Sözleşme’nin 10. maddesinin 2. paragrafı, kamu makamlarının bu özgürlüğün kullanılmasına getirebilecekleri sınırlama rejimini düzenlemektedir. Önemine binaen, ifade özgürlüğüne yapılan müdahaleler çok istisnai hallerde kabul görmekte ve Sözleşme’nin 10. maddesinin 2. paragrafı, öngördüğü sınırlama kayıtları dar yorumlanmaktadır. Bu nedenle, bir kamu makamının ifade özgürlüğüne yaptığı “müdahalenin gerekliliği” mutlaka ikna edici bir şekilde açıklanmalıdır. Sözleşme’nin anılan maddesinde, belirtilen “gerekli” olma koşulu, müdahalenin bir ‘toplumsal ihtiyaç baskısına karşılık gelmesi ve özellikle izlediği meşru amaçla orantılı olması anlamına gelir. Bir müdahalenin bu kriterleri yerine getirdiği ve dolayısıyla haklı olduğu, ulusal makamların gösterdiği gerekçelerin “ilgili ve yeterli” olmasıyla anlaşılabilecektir.
AİHM, birçok içtihadında Sözleşme’nin 10. maddesinin sadece ifade edilen düşünce veya bilginin esasını değil, aynı zamanda bunların aktarılma biçimlerini de güvence altına aldığını belirtmiştir. AİHM içtihatlarına göre, avukatlar da gerek kamuoyunun önünde gerekse yargılama faaliyetleri esnasında adaletin işleyişine dair yorum yapma hakkına sahiptirler. Ancak bu husustaki eleştiriler belirli sınırları aşmamalıdır. Bu bağlamda adaletin uygun biçimde sağlanması isteği ile yargılama makamlarının mesleki onurları arasında bir denge kurulmalıdır. Aksi takdirde, bir yargı mensubunun önyargılı ve dayanaktan yoksun bir şekilde eleştirilmesi onun itibarını kolayca zedeleyebilecektir.
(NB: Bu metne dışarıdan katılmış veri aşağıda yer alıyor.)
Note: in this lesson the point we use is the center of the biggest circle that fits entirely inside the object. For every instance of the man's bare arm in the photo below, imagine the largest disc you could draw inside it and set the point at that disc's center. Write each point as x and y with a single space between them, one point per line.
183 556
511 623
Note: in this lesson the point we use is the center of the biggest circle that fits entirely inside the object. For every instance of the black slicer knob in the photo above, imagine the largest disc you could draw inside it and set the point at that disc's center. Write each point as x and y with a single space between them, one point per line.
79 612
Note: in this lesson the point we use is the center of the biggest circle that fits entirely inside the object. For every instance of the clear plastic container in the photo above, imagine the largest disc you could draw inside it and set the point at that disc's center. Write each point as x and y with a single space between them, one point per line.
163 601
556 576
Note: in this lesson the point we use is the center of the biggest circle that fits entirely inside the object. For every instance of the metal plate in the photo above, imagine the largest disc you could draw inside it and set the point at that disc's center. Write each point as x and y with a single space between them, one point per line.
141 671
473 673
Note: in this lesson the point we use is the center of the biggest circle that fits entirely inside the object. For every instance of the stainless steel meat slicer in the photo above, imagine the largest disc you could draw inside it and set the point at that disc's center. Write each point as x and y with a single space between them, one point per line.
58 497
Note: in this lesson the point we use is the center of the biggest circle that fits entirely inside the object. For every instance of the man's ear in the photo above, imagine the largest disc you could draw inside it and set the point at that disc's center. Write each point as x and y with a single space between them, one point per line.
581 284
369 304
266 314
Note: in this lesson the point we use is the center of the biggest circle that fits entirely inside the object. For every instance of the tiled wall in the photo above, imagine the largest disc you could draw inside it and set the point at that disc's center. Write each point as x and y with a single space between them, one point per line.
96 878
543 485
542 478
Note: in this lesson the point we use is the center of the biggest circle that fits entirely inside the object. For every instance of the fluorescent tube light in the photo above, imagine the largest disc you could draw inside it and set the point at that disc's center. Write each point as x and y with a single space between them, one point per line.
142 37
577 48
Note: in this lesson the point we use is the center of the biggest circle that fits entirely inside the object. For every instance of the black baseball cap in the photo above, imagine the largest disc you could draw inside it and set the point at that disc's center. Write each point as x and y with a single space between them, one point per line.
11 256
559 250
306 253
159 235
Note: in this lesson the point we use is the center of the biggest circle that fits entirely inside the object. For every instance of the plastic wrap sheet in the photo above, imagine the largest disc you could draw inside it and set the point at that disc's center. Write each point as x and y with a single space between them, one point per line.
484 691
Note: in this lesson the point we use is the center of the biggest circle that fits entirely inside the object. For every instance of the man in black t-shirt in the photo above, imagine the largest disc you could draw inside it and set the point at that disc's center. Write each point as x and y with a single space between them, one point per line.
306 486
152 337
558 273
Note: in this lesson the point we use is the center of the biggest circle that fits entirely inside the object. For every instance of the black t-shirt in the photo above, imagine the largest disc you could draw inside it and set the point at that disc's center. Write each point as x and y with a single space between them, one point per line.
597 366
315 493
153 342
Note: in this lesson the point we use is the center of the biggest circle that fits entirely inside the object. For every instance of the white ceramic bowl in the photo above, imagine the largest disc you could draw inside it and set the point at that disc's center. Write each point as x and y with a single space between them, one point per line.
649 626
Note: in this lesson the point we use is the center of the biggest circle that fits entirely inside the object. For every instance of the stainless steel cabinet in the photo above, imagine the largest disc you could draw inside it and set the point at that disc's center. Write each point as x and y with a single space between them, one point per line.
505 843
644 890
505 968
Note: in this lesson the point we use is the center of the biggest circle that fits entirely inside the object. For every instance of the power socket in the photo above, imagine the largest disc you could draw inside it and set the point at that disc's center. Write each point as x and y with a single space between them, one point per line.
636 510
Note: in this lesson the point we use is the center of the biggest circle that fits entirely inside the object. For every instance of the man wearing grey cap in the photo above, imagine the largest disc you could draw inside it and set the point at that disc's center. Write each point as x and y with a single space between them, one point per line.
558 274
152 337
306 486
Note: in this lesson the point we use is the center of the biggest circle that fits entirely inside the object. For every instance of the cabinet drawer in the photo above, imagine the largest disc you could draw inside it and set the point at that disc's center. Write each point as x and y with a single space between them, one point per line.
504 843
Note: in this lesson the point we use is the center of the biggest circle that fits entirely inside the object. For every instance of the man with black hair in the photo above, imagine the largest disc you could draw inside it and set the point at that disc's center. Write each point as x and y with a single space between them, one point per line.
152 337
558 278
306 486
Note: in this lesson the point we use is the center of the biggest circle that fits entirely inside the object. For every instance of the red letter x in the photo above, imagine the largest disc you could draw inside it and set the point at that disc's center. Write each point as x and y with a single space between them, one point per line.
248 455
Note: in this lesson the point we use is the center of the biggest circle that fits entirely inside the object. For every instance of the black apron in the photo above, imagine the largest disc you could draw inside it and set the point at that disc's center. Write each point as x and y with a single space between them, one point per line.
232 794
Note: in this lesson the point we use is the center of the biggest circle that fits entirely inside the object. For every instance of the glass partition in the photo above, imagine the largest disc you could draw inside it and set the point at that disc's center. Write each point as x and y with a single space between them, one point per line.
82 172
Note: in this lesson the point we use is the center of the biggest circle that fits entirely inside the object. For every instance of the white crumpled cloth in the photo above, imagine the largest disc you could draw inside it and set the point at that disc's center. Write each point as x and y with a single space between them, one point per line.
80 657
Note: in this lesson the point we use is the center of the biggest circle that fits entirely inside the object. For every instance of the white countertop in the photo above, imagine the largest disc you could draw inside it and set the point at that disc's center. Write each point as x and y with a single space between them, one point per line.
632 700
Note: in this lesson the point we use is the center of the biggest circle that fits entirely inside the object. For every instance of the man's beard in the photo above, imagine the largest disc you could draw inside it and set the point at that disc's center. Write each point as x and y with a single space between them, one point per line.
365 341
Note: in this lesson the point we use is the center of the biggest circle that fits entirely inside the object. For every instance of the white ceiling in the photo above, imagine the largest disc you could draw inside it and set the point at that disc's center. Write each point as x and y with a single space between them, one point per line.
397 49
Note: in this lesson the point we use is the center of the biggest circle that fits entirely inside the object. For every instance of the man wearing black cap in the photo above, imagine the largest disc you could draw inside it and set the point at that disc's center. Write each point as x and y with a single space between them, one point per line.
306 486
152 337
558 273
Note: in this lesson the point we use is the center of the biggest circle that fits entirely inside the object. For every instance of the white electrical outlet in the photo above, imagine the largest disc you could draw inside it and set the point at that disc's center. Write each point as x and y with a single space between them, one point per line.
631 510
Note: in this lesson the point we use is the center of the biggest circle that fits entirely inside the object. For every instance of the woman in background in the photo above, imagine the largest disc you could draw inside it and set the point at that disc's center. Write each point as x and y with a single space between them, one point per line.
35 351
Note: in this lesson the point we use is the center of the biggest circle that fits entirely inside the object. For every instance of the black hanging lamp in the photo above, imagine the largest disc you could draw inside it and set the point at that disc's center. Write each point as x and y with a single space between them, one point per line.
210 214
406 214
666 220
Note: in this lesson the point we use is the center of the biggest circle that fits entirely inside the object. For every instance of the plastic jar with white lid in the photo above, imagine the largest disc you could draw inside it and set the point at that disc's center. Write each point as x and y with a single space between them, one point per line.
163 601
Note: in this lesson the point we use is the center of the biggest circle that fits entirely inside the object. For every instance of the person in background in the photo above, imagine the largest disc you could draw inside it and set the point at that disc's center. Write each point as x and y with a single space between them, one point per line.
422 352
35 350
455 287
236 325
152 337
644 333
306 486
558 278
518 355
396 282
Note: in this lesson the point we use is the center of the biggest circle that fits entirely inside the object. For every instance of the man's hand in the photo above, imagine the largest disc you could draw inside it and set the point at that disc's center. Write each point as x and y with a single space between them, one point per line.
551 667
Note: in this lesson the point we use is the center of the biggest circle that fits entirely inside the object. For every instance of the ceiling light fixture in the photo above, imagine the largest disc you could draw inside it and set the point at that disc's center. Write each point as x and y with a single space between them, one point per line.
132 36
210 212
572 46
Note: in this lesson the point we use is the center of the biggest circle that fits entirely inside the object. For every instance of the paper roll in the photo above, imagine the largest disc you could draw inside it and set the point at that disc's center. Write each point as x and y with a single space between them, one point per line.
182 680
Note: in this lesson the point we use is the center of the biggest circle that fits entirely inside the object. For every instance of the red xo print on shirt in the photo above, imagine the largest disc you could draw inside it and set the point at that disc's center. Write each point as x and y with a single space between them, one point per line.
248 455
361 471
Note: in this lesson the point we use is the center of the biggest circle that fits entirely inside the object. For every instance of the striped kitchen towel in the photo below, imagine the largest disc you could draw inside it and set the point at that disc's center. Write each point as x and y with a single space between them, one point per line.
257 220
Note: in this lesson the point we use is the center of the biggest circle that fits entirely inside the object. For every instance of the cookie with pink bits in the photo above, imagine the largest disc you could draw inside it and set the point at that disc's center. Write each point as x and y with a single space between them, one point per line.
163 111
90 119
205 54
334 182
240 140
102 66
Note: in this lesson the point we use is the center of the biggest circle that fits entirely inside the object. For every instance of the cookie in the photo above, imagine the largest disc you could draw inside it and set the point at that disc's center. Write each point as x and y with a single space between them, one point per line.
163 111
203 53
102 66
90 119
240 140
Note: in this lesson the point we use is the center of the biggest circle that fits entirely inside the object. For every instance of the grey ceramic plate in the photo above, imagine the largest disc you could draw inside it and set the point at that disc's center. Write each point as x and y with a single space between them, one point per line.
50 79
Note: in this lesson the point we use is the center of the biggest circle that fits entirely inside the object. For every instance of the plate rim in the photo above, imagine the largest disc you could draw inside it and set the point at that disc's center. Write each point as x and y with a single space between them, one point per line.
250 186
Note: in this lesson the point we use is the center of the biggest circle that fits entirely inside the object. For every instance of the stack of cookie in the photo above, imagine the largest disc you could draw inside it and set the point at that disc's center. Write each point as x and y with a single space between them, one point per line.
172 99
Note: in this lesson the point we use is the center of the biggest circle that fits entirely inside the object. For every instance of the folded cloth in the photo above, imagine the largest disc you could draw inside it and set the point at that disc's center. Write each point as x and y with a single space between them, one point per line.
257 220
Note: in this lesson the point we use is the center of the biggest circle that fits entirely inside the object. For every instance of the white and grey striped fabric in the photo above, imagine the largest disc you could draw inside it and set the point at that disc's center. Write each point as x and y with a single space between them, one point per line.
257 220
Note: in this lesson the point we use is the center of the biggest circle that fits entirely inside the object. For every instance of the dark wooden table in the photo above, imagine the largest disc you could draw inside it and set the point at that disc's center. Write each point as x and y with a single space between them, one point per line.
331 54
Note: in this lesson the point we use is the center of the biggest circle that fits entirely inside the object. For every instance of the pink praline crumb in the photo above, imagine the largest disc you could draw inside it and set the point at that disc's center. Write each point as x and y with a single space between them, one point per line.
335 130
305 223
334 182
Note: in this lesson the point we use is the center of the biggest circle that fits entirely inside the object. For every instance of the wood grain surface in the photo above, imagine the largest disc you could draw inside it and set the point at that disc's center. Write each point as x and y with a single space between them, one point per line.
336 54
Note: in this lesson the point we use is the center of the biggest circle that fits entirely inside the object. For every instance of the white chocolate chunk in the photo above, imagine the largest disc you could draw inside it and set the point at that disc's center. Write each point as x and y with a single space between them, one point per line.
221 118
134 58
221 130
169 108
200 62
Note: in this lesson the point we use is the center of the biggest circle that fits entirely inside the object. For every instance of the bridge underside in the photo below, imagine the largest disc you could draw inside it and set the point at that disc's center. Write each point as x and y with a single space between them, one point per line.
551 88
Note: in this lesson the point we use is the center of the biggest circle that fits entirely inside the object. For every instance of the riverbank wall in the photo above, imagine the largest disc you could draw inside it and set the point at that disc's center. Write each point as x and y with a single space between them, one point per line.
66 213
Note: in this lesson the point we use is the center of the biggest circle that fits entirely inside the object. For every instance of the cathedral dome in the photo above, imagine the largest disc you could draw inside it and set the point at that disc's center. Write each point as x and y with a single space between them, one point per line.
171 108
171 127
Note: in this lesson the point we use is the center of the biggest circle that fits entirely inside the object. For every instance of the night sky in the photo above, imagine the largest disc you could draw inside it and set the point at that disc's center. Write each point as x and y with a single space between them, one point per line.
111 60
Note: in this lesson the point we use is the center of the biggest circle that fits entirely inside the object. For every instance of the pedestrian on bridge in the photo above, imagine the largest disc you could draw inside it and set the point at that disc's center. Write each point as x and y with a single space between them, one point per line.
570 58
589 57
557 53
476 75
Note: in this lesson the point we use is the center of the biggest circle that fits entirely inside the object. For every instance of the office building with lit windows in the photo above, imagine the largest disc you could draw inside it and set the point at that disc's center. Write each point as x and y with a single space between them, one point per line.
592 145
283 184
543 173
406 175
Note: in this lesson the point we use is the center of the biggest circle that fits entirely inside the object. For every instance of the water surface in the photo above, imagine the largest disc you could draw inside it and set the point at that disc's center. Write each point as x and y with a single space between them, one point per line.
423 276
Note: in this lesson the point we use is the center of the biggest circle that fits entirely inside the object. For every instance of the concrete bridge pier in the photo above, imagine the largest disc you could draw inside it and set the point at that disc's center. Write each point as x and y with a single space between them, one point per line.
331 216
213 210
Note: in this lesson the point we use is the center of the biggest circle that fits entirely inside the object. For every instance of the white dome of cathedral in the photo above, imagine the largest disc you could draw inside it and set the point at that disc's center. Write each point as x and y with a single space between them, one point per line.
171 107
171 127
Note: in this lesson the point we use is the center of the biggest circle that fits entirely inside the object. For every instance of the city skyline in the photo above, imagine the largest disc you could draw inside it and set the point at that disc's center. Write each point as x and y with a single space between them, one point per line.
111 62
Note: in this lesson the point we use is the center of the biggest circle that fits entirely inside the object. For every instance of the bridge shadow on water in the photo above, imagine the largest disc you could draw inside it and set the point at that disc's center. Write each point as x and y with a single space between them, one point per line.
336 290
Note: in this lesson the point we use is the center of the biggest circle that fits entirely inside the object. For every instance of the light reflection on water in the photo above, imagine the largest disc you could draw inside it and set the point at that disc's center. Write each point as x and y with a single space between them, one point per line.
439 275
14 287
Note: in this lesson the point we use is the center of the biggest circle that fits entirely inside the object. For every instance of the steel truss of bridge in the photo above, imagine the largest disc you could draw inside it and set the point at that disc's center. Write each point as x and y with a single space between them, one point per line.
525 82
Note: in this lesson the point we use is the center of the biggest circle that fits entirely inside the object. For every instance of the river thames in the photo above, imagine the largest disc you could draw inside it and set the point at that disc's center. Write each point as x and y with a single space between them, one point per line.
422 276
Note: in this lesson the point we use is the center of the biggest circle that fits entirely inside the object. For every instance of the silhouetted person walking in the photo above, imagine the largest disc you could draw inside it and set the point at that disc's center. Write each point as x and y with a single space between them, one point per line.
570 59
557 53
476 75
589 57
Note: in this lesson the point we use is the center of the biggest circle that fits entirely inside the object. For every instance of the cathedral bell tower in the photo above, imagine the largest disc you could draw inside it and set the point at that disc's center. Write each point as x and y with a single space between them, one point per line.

Ancak yine de yargı mensupları da diğer kişiler gibi özellikle kamu yararını ilgilendiren konularla ilgili yapılan eleştirilerde kendilerine karşı yapılan eleştirilere karşı belli bir oranda hoşgörü göstermek zorundadırlar.
İkinci olarak, AİHM’e göre, ifadelerin olgusal iddialar mı yoksa değer yargıları olarak mı kategorize edildiği incelemelidir. Bir olayın olup olmadığı kanıtlanabilir bir husus iken, bir değer yargısının kanıtlanmasının istenmesi ifade özgürlüğüne müdahale oluşturabilecektir. AİHM içtihatlarından çıkan sonuçtan anlaşılmaktadır ki, ulusal hukukun bu ayırımı öngörmemesi dahi tek başına ifade özgürlüğüne aykırılık oluşturabilecektir. Yargılamaya konu olan ifadelerin değer yargısı içerdiğine karar verildiğinde ise, bu yargıları destekleyecek 'yeterli bir olgusal temelin' mevcut olup olmadığı AİHM tarafından göz önünde bulundurulmaktadır. Zira değer yargılarının en azından belli düzeyde olgusal temel içermesi gerektiği kabul edilmektedir. Bununla birlikte, bir değer yargısının sadece basit bir olaya dahi dayanması yeterlidir. Ancak hiçbir veriye dayanmayan bir değer yargısı AİHM tarafından aşırı olarak değerlendirilebilmektedir.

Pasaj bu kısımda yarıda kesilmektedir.